しかし、どのようなタイミングで何を話せば良いのか、不安に思う方も少なくありません。
この記事では、家族葬における喪主の挨拶について、そのまま使える簡単な例文をタイミング別に紹介します。
基本的な構成やマナーも解説するため、心のこもった挨拶の準備に役立ててください。
家族葬で喪主の挨拶は本当に必要?省略できるケースも解説
家族葬であっても、喪主の挨拶は原則として行うのが望ましいです。
故人に代わって参列者へ感謝を伝える大切な役割があります。
ただし、参列者が同居家族のみといったごく近しい間柄の場合、形式的な挨拶を省略し、より心のこもった言葉を交わす形にしても問題ありません。
親戚や故人の友人が参列している場合は、区切りとして簡潔な挨拶をするのが丁寧な対応です。
【タイミング別】そのまま使える家族葬の喪主挨拶の例文集
お葬式では、挨拶をするタイミングがいくつかあります。
いつ、どのような挨拶をすれば良いのか戸惑うことがないよう、ここでは葬式の流れに沿って具体的な挨拶の例文を紹介します。

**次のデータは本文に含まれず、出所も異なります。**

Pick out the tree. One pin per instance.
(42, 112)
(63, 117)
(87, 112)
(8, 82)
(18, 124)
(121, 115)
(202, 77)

各場面に合わせた挨拶の例を参考に、ご自身の言葉でアレンジして活用してください。
1.【通夜】参列者へのお礼と会食の案内を伝える挨拶
お通夜の最後に、弔問に訪れた方々へ向けて挨拶をします。
ここでは、参列への感謝と、この後に行われる通夜振る舞いへの案内を簡潔に伝えることが目的です。
長くなりすぎないよう、要点をまとめて話しましょう。
本日はご多忙のなか、亡き父〇〇のためにお集まりいただき、誠にありがとうございます。
生前の父に賜りましたご厚情に、心より御礼申し上げます。
ささやかではございますが、食事の席をご用意いたしました。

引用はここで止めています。